Incident Management
Severity Framework
| Severity | Impact | Response Time | Example |
|---|---|---|---|
| SEV1 | Complete outage, data loss | 15 min | Production down |
| SEV2 | Major degradation | 30 min | Critical feature broken |
| SEV3 | Minor impact | 2 hours | Non-critical bug |
| SEV4 | Minimal impact | Next business day | Cosmetic issue |
Runbook Structure
Every runbook needs: Overview, Detection, Triage, Mitigation, Root Cause, Resolution, Verification, Escalation.
Triage Decision Table
| Symptom | Likely Cause | Action |
|---|---|---|
| All requests failing | Service down | Rollback |
| High latency | Database/dependency | Check connections |
| Partial failures | Code bug | Feature flag disable |
| Spike in errors | Traffic surge | Scale up |
Escalation Triggers
Immediate: SEV1, data breach, unable to diagnose within 30 min Consider: Spans multiple teams, requires expertise you lack, uncertain about next steps
| Condition | Escalate To |
|---|---|
| > 15 min unresolved SEV1 | Engineering Manager |
| Data breach suspected | Security Team |
| Customer communication needed | Support Lead |
On-Call Handoff
Required Components
| Component | Purpose |
|---|---|
| Active Incidents | What's currently broken |
| Ongoing Investigations | Issues being debugged |
| Recent Changes | Deployments, configs |
| Known Issues | Workarounds in place |
| Upcoming Events | Maintenance, releases |
Handoff Timing
30 min overlap: outgoing writes handoff (15 min) + sync call (15 min). Incoming reviews + verifies alerting.
Pre-Shift Checklist
- • VPN, kubectl, database, log aggregator access
- • PagerDuty shows you as primary
- • Phone notifications enabled
- • Test alert received
- • Review recent incidents (past 2 weeks)

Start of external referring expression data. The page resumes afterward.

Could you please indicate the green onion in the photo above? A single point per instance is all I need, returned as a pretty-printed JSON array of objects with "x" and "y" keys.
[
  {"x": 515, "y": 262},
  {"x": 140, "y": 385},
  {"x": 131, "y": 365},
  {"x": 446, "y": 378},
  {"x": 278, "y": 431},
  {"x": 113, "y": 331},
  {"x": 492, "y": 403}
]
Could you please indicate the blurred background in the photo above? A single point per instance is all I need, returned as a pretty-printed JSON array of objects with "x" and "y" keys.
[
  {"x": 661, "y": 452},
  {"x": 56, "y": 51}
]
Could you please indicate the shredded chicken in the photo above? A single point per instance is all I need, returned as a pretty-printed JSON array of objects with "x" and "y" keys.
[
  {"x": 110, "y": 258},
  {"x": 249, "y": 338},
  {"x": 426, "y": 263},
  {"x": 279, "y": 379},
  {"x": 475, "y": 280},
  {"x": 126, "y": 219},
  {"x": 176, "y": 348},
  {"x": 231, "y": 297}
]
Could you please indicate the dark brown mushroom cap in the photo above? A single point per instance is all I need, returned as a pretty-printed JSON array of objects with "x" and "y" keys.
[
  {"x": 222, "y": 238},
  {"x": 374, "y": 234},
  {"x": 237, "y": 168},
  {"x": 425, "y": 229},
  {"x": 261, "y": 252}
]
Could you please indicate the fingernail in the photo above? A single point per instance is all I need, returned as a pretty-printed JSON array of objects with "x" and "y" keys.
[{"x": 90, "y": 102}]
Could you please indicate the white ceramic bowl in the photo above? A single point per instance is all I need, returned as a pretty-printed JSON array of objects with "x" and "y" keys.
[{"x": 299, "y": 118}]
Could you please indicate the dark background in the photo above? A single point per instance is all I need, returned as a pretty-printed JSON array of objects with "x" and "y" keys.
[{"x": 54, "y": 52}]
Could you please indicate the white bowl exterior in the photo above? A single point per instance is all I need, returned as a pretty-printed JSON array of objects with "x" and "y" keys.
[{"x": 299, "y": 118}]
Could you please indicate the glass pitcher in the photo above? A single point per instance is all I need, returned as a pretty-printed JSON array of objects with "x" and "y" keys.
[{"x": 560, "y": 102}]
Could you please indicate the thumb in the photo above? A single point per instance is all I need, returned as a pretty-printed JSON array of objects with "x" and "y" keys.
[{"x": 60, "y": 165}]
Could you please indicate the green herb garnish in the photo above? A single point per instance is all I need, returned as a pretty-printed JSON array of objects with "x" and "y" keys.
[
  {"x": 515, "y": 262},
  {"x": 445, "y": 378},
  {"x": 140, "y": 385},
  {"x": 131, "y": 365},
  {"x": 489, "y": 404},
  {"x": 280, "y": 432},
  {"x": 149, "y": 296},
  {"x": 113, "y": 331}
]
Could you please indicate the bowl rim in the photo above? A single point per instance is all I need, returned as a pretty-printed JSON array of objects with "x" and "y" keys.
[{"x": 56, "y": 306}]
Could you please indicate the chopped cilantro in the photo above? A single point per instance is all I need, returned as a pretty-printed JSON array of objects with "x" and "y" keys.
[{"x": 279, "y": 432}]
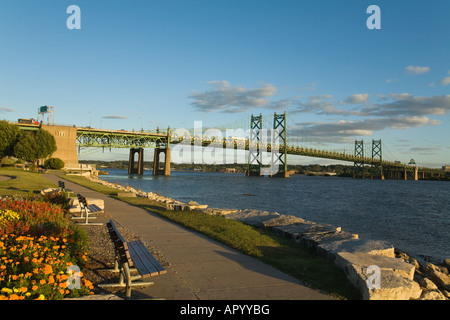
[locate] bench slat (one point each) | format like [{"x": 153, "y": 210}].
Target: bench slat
[
  {"x": 147, "y": 254},
  {"x": 135, "y": 253},
  {"x": 140, "y": 257}
]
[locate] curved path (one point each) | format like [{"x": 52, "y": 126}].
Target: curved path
[{"x": 200, "y": 268}]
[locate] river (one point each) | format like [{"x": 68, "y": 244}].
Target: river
[{"x": 414, "y": 216}]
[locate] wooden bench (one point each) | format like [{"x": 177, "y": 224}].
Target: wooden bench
[
  {"x": 129, "y": 257},
  {"x": 88, "y": 210}
]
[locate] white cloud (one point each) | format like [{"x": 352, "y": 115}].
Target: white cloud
[
  {"x": 114, "y": 117},
  {"x": 416, "y": 69},
  {"x": 445, "y": 81},
  {"x": 391, "y": 80},
  {"x": 227, "y": 98},
  {"x": 4, "y": 109},
  {"x": 346, "y": 131},
  {"x": 357, "y": 98}
]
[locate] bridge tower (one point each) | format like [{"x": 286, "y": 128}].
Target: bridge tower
[
  {"x": 162, "y": 148},
  {"x": 254, "y": 153},
  {"x": 377, "y": 153},
  {"x": 279, "y": 159},
  {"x": 132, "y": 168},
  {"x": 358, "y": 165}
]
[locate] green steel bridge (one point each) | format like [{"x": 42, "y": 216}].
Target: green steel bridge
[{"x": 161, "y": 141}]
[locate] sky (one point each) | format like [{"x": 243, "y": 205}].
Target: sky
[{"x": 341, "y": 72}]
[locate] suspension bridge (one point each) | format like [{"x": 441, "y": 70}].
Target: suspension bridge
[{"x": 255, "y": 141}]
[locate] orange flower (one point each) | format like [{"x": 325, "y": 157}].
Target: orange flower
[{"x": 48, "y": 269}]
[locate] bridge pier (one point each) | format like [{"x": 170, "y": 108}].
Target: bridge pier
[
  {"x": 156, "y": 162},
  {"x": 132, "y": 168}
]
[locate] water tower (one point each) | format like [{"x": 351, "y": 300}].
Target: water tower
[{"x": 50, "y": 111}]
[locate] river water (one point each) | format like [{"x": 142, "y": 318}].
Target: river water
[{"x": 414, "y": 216}]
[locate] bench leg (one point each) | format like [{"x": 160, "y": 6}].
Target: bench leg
[{"x": 126, "y": 280}]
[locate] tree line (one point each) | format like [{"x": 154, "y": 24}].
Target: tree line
[{"x": 31, "y": 146}]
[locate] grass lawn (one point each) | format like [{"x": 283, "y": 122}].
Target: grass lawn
[
  {"x": 271, "y": 248},
  {"x": 22, "y": 183}
]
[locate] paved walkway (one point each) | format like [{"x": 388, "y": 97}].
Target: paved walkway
[{"x": 200, "y": 268}]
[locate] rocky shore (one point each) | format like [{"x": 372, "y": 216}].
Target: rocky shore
[{"x": 379, "y": 270}]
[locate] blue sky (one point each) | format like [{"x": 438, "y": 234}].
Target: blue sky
[{"x": 170, "y": 63}]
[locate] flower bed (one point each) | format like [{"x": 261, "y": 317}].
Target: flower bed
[{"x": 39, "y": 252}]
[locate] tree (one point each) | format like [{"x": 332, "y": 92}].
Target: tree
[
  {"x": 9, "y": 134},
  {"x": 35, "y": 145},
  {"x": 54, "y": 163}
]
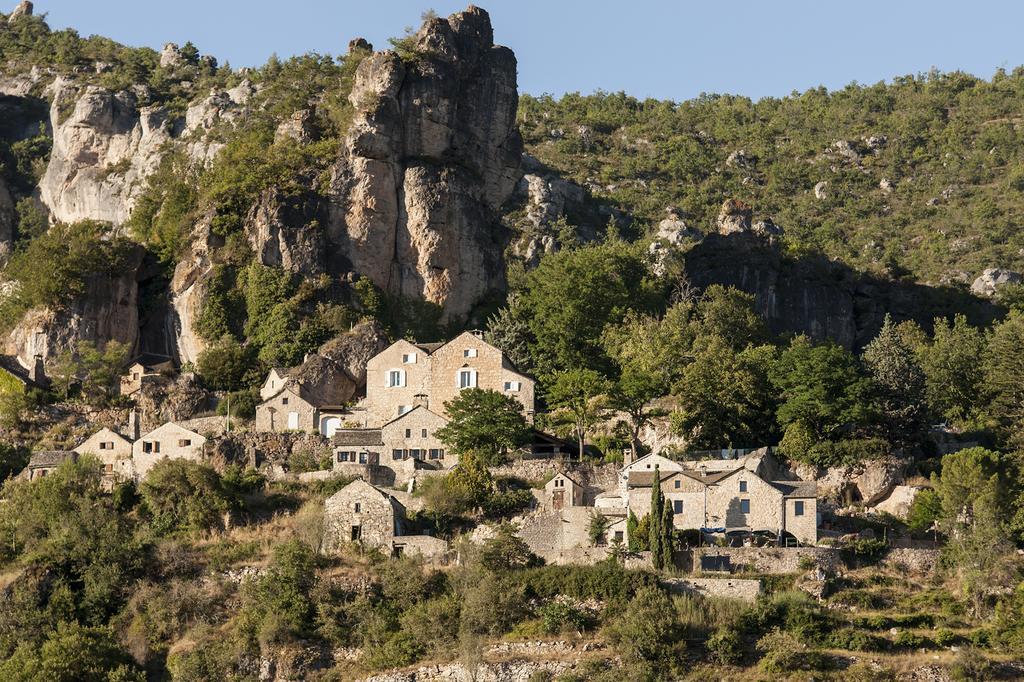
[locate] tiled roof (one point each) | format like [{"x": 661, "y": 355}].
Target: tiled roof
[
  {"x": 797, "y": 488},
  {"x": 357, "y": 437},
  {"x": 45, "y": 459}
]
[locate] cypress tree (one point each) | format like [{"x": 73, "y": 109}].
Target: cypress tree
[
  {"x": 656, "y": 534},
  {"x": 632, "y": 524},
  {"x": 668, "y": 535}
]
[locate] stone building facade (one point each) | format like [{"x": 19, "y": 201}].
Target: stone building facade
[
  {"x": 407, "y": 375},
  {"x": 114, "y": 452},
  {"x": 361, "y": 513},
  {"x": 169, "y": 440}
]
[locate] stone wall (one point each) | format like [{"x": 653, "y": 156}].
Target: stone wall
[
  {"x": 768, "y": 559},
  {"x": 728, "y": 588}
]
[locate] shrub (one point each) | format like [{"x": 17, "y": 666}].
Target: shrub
[{"x": 726, "y": 646}]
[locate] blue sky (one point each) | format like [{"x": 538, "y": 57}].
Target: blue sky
[{"x": 658, "y": 48}]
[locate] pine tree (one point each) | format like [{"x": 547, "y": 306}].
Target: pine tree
[
  {"x": 656, "y": 533},
  {"x": 632, "y": 525},
  {"x": 899, "y": 384}
]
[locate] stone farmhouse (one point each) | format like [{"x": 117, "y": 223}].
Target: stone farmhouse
[
  {"x": 406, "y": 375},
  {"x": 709, "y": 496},
  {"x": 169, "y": 440},
  {"x": 367, "y": 515},
  {"x": 114, "y": 452},
  {"x": 43, "y": 463},
  {"x": 145, "y": 370}
]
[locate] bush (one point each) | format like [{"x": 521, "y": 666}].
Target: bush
[{"x": 726, "y": 646}]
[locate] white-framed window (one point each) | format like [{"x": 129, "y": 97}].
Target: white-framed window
[
  {"x": 466, "y": 378},
  {"x": 395, "y": 378}
]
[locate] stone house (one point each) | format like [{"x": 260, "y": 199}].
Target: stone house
[
  {"x": 406, "y": 375},
  {"x": 45, "y": 462},
  {"x": 733, "y": 500},
  {"x": 144, "y": 371},
  {"x": 169, "y": 440},
  {"x": 294, "y": 408},
  {"x": 114, "y": 452},
  {"x": 562, "y": 491}
]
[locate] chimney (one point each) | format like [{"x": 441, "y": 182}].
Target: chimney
[
  {"x": 134, "y": 425},
  {"x": 38, "y": 373}
]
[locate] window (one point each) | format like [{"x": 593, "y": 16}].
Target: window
[{"x": 467, "y": 379}]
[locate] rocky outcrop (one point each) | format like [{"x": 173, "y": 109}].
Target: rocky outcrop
[
  {"x": 108, "y": 310},
  {"x": 992, "y": 279},
  {"x": 432, "y": 154}
]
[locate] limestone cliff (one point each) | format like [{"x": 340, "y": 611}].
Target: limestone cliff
[{"x": 432, "y": 155}]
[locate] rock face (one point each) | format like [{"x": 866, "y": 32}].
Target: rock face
[
  {"x": 101, "y": 155},
  {"x": 107, "y": 311},
  {"x": 991, "y": 280},
  {"x": 820, "y": 298},
  {"x": 432, "y": 155}
]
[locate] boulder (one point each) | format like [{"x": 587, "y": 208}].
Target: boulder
[
  {"x": 734, "y": 216},
  {"x": 432, "y": 154},
  {"x": 992, "y": 279},
  {"x": 25, "y": 8}
]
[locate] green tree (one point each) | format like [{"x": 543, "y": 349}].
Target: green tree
[
  {"x": 484, "y": 422},
  {"x": 953, "y": 366},
  {"x": 898, "y": 385},
  {"x": 183, "y": 497},
  {"x": 725, "y": 398},
  {"x": 632, "y": 394},
  {"x": 566, "y": 322},
  {"x": 1005, "y": 375},
  {"x": 579, "y": 394},
  {"x": 820, "y": 387}
]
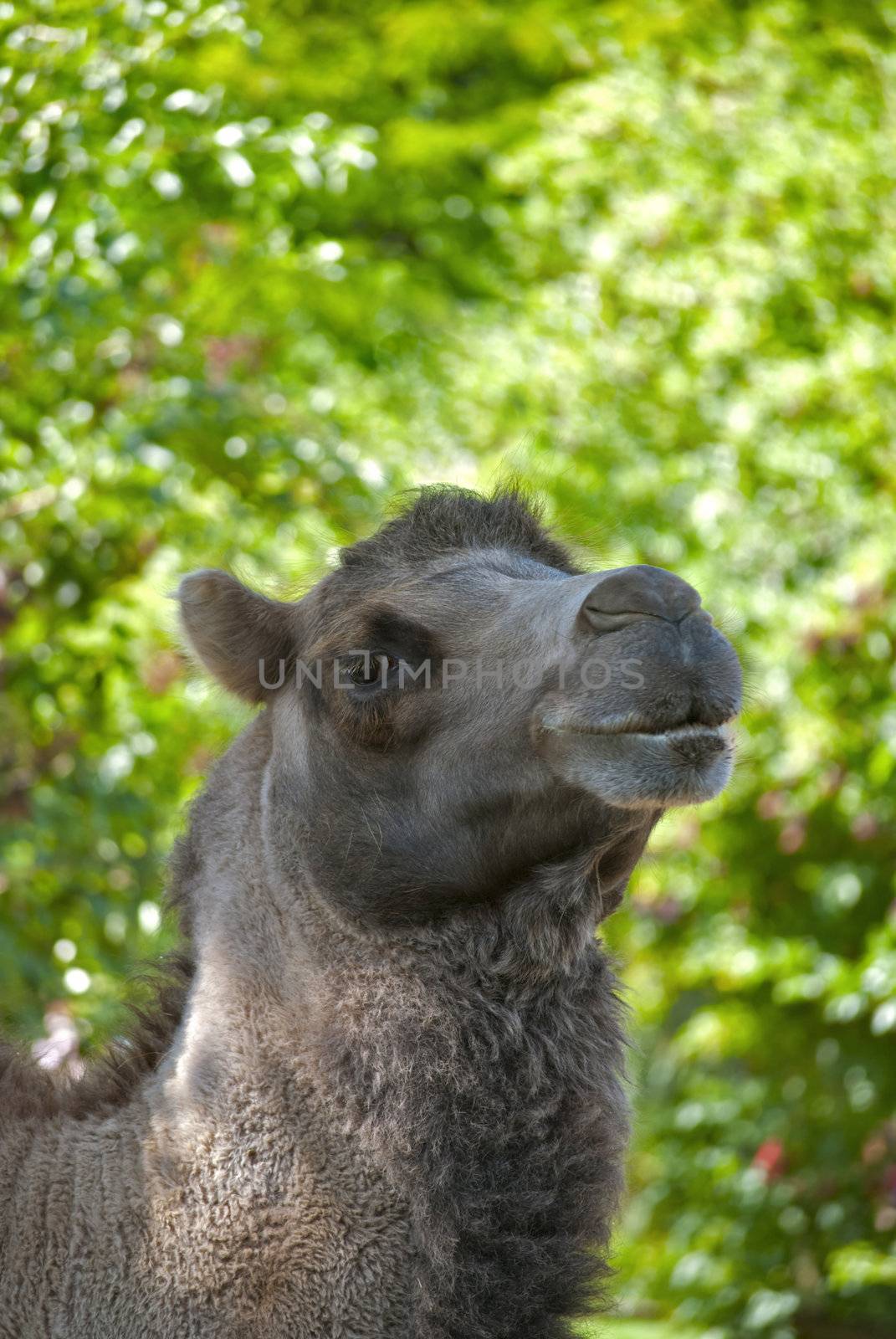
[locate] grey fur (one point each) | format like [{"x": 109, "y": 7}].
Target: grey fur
[{"x": 383, "y": 1095}]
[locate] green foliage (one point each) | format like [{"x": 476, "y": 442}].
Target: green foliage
[{"x": 264, "y": 264}]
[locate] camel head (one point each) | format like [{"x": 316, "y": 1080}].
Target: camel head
[{"x": 459, "y": 705}]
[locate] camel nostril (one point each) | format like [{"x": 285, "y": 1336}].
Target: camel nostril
[{"x": 631, "y": 593}]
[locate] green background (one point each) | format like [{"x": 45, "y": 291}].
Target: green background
[{"x": 264, "y": 265}]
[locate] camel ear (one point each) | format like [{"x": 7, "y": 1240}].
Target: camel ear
[{"x": 244, "y": 639}]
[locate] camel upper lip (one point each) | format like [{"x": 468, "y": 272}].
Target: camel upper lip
[{"x": 637, "y": 729}]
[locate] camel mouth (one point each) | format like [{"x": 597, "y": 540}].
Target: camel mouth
[{"x": 643, "y": 769}]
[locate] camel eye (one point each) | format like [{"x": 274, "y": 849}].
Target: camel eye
[{"x": 372, "y": 670}]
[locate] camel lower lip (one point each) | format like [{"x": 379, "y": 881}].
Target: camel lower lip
[{"x": 684, "y": 765}]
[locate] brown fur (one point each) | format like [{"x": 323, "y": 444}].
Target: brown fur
[{"x": 382, "y": 1093}]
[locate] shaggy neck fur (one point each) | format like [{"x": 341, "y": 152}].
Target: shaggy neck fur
[{"x": 414, "y": 1135}]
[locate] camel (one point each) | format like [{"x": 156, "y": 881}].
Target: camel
[{"x": 382, "y": 1093}]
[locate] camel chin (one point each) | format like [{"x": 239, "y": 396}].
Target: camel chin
[{"x": 670, "y": 769}]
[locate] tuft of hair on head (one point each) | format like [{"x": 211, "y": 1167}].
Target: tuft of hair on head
[
  {"x": 441, "y": 519},
  {"x": 240, "y": 636}
]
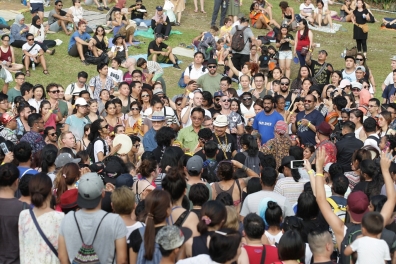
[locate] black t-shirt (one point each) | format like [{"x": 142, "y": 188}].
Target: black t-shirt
[
  {"x": 324, "y": 76},
  {"x": 225, "y": 151},
  {"x": 136, "y": 14},
  {"x": 153, "y": 45},
  {"x": 135, "y": 239}
]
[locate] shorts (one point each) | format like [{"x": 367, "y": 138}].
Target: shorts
[
  {"x": 36, "y": 7},
  {"x": 285, "y": 55},
  {"x": 55, "y": 27}
]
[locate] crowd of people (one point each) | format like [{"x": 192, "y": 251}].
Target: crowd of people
[{"x": 277, "y": 170}]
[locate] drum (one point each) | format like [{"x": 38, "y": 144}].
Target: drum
[{"x": 332, "y": 118}]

Mid-Incident Handoff (Critical)
Must transfer: current state + metrics, what's been tried, root cause theories, next steps with escalation triggers, key people involved.
Postmortem Writing
Blameless Culture
| Blame-Focused | Blameless |
|---|---|
| "Who caused this?" | "What conditions allowed this?" |
| Punish individuals | Improve systems |
| Hide information | Share learnings |
Timeline
code
Day 0: Incident occurs Day 1-2: Draft postmortem Day 3-5: Postmortem meeting (60 min) Day 5-7: Finalize, create tickets Week 2+: Action item completion Quarterly: Review patterns
Required Sections
- •Executive Summary -- 1-2 sentences: what, impact, resolution
- •Timeline (UTC) -- timestamped events
- •Root Cause (5 Whys) -- keep asking "why" until you hit a systemic issue
- •Detection -- what worked, what didn't
- •Response -- what worked, what could improve
- •Lessons Learned -- went well, went wrong, got lucky
- •Action Items -- priority, owner, due date, ticket (always concrete)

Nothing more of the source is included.